This is attacking case 3 of PR 94174.
The existing ccmp optimization happens at the gimple level,
which means that rtl expansion of TImode stuff cannot take
advantage. But we can to even better than the existing
ccmp optimization.
This expansion is similar size to our current branchful
expansion, but all straight-line code.

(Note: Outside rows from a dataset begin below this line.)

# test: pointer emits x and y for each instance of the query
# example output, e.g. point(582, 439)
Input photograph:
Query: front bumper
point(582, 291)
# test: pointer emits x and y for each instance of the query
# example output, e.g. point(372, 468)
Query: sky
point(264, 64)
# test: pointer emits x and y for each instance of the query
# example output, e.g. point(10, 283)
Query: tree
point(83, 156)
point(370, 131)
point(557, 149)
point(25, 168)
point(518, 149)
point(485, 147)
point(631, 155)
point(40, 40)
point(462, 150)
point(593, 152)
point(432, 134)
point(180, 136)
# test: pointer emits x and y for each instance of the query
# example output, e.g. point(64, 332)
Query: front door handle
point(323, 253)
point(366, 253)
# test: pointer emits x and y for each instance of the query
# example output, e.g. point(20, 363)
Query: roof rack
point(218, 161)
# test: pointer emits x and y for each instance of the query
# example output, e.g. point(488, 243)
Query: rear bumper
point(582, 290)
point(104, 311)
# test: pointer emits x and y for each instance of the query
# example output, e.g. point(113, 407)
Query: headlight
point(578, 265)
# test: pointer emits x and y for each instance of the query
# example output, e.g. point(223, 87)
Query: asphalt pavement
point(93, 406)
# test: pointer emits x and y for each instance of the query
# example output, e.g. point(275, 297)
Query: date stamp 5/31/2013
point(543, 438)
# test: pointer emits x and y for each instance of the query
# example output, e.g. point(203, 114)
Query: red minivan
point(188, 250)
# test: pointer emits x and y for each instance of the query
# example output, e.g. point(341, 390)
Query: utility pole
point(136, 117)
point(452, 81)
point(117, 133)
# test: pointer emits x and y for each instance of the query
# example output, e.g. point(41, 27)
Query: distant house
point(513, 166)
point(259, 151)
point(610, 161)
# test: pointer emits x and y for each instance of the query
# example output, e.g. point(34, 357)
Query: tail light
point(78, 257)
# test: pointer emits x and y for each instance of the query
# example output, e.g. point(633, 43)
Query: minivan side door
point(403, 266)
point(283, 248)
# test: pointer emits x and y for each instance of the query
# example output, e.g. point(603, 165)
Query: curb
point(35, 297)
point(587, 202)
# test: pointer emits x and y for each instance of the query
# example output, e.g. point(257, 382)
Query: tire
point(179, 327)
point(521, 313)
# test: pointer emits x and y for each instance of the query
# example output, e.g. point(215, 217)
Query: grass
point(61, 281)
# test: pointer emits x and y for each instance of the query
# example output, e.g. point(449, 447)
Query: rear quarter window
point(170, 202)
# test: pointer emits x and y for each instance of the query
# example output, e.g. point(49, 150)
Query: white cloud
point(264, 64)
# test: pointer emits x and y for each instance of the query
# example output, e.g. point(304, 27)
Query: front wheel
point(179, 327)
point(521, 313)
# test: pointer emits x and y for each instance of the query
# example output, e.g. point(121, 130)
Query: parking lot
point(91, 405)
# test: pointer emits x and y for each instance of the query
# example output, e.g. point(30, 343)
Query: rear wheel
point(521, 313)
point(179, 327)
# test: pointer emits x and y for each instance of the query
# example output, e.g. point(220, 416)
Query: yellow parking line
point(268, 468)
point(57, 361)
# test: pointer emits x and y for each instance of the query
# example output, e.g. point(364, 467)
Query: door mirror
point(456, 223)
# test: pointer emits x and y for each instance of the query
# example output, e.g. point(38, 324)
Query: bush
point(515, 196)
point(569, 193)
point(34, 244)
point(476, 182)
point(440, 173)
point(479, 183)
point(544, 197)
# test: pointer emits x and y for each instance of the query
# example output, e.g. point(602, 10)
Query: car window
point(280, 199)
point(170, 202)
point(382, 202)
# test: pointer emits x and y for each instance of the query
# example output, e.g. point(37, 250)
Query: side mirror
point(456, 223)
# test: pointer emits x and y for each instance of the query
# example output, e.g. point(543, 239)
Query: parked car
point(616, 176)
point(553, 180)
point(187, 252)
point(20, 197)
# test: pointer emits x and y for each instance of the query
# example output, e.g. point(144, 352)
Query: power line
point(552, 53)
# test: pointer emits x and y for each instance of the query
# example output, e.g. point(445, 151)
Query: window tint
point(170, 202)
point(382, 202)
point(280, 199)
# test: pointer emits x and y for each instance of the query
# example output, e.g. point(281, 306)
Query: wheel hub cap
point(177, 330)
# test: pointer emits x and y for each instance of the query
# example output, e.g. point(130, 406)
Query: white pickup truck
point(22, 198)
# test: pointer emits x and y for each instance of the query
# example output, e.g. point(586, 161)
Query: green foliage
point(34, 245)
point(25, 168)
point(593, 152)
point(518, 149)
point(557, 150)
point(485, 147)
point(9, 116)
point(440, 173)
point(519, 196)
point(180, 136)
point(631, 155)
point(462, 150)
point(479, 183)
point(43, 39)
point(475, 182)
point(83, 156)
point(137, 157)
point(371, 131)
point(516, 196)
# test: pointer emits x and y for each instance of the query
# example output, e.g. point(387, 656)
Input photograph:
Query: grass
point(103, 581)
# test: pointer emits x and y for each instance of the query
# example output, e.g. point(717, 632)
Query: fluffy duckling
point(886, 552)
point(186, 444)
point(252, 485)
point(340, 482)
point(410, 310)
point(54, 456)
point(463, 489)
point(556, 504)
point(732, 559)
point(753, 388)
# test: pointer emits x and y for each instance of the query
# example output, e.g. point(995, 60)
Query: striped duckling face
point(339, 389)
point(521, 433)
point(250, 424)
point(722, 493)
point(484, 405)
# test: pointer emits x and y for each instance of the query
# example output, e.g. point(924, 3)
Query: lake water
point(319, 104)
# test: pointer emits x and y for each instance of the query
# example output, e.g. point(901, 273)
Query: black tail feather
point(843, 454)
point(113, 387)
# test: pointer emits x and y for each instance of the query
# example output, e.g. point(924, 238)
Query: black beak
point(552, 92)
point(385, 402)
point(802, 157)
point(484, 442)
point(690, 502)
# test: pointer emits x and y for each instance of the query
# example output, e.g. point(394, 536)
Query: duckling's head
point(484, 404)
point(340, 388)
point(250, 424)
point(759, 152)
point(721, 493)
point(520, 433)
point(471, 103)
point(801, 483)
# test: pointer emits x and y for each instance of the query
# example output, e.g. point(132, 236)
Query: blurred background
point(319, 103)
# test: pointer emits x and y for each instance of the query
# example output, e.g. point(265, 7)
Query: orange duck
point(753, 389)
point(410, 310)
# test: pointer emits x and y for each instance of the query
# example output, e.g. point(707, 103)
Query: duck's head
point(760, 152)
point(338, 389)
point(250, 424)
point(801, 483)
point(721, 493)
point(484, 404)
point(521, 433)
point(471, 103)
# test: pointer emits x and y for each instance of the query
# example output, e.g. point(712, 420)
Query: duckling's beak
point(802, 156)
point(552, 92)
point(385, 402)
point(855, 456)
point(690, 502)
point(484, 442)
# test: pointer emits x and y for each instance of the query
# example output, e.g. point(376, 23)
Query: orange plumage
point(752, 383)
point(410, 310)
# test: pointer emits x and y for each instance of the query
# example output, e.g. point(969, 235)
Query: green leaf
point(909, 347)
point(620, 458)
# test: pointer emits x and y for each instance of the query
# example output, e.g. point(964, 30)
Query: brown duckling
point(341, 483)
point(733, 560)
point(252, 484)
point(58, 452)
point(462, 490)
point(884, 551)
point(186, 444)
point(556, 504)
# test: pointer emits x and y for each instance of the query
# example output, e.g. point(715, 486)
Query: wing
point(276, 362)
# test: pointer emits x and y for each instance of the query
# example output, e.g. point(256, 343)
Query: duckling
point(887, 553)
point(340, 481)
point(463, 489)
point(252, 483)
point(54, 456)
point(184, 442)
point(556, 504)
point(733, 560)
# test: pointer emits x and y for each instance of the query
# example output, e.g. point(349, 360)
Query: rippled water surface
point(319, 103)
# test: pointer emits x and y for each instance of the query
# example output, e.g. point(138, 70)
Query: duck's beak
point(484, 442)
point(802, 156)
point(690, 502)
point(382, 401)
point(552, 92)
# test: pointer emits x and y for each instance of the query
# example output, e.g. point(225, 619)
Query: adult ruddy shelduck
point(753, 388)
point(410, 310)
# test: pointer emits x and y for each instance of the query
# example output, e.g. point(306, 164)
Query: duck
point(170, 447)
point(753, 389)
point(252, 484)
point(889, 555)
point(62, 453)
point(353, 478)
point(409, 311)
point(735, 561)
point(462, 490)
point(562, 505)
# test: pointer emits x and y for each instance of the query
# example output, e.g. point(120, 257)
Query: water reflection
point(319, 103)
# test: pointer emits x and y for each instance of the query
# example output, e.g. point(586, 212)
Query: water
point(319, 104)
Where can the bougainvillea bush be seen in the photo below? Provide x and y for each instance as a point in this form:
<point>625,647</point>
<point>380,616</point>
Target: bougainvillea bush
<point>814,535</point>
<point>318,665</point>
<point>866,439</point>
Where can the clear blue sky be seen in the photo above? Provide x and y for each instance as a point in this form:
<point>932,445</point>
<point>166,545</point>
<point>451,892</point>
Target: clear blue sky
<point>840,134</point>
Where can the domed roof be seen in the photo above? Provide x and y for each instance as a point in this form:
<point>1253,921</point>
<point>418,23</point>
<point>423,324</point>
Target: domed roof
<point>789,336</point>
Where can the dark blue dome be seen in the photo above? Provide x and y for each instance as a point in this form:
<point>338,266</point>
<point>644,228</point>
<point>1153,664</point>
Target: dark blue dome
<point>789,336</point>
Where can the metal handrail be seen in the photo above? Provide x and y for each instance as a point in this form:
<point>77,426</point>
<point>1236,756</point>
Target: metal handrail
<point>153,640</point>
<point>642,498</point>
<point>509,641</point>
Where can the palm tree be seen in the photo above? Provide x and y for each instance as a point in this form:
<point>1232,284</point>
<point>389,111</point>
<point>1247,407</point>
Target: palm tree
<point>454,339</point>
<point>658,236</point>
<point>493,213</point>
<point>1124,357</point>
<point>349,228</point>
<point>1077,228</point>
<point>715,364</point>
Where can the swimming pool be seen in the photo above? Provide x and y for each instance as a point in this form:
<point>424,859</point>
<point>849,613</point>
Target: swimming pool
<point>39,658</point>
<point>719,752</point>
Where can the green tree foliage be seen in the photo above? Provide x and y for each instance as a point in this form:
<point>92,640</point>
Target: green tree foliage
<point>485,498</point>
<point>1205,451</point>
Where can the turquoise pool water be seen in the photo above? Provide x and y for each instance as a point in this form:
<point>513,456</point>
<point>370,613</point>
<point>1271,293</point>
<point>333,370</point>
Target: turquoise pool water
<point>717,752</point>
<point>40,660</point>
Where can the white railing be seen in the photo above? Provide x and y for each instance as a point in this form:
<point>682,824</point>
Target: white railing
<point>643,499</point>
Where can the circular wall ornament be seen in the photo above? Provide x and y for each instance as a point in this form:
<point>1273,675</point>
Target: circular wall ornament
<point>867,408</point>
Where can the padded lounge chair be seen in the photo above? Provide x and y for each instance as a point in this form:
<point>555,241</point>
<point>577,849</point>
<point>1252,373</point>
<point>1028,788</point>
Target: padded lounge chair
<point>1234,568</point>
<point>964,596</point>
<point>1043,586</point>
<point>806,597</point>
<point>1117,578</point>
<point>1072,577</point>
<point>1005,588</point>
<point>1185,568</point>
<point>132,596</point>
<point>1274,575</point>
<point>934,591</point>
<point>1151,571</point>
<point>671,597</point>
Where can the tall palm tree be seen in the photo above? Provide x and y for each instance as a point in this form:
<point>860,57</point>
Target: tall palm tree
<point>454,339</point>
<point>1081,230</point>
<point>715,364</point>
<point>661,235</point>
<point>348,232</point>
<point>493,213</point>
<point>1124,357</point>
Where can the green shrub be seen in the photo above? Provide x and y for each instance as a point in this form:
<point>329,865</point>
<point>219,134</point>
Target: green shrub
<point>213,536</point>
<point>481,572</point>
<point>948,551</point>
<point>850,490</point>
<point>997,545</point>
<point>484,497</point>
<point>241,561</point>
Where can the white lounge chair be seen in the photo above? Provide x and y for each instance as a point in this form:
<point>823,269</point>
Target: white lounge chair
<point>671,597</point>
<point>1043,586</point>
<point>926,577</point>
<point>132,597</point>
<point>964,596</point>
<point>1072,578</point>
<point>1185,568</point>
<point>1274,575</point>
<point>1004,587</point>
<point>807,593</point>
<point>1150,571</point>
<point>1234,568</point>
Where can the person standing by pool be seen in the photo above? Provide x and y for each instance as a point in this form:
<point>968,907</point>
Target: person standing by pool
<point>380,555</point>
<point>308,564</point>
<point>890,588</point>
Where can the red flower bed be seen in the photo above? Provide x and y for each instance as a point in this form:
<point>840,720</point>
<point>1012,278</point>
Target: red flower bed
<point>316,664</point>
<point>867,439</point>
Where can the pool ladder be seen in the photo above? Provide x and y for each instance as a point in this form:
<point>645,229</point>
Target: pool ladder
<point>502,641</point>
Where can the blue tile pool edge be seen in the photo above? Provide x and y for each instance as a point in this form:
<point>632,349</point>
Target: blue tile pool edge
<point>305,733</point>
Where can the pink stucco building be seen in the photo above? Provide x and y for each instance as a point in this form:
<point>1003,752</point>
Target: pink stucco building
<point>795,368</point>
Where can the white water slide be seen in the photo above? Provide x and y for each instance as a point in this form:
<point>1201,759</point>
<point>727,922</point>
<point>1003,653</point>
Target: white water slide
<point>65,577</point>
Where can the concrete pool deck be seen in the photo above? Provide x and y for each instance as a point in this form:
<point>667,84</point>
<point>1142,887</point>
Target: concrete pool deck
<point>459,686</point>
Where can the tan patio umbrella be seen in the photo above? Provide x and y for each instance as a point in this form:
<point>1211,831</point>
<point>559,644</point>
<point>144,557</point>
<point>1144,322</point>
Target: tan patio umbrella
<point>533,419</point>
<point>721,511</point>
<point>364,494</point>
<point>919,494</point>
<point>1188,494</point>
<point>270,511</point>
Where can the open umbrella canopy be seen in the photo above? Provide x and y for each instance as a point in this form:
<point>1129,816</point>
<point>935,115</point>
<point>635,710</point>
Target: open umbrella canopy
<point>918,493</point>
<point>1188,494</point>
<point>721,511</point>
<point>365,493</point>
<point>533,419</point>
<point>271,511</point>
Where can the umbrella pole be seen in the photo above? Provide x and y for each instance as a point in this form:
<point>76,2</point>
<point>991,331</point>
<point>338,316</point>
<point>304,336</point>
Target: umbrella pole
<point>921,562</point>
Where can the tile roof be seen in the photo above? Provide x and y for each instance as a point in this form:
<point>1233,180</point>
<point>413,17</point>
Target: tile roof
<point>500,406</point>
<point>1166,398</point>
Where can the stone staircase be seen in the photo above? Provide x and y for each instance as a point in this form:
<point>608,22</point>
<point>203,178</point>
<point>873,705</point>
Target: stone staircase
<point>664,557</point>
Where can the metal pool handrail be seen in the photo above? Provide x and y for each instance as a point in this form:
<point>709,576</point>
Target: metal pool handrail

I will assume in
general that the branch predictor will work better with
fewer branches.
E.g.
- 10: b7f800a3 tbnz x3, #63, 24 <__subvti3+0x24>
- 14: eb02003f cmp x1, x2
- 18: 5400010c b.gt 38 <__subvti3+0x38>
- 1c: 54000140 b.eq 44 <__subvti3+0x44> // b.none
- 20: d65f03c0 ret
- 24: eb01005f cmp x2, x1
- 28: 5400008c b.gt 38 <__subvti3+0x38>
- 2c: 54ffffa1 b.ne 20 <__subvti3+0x20> // b.any
- 30: eb00009f cmp x4, x0
- 34: 54ffff69 b.ls 20 <__subvti3+0x20> // b.plast
- 38: a9bf7bfd stp x29, x30, [sp, #-16]!
- 3c: 910003fd mov x29, sp
- 40: 94000000 bl 0 <abort>
- 44: eb04001f cmp x0, x4
- 48: 54ffff88 b.hi 38 <__subvti3+0x38> // b.pmore
- 4c: d65f03c0 ret
+ 10: b7f800e3 tbnz x3, #63, 2c <__subvti3+0x2c>
+ 14: eb01005f cmp x2, x1
+ 18: 1a9fb7e2 cset w2, ge // ge = tcont
+ 1c: fa400080 ccmp x4, x0, #0x0, eq // eq = none
+ 20: 7a40a844 ccmp w2, #0x0, #0x4, ge // ge = tcont
+ 24: 540000e0 b.eq 40 <__subvti3+0x40> // b.none
+ 28: d65f03c0 ret
+ 2c: eb01005f cmp x2, x1
+ 30: 1a9fc7e2 cset w2, le
+ 34: fa400081 ccmp x4, x0, #0x1, eq // eq = none
+ 38: 7a40d844 ccmp w2, #0x0, #0x4, le
+ 3c: 54ffff60 b.eq 28 <__subvti3+0x28> // b.none
+ 40: a9bf7bfd stp x29, x30, [sp, #-16]!
+ 44: 910003fd mov x29, sp
+ 48: 94000000 bl 0 <abort>
So one less insn, but 2 branches instead of 6.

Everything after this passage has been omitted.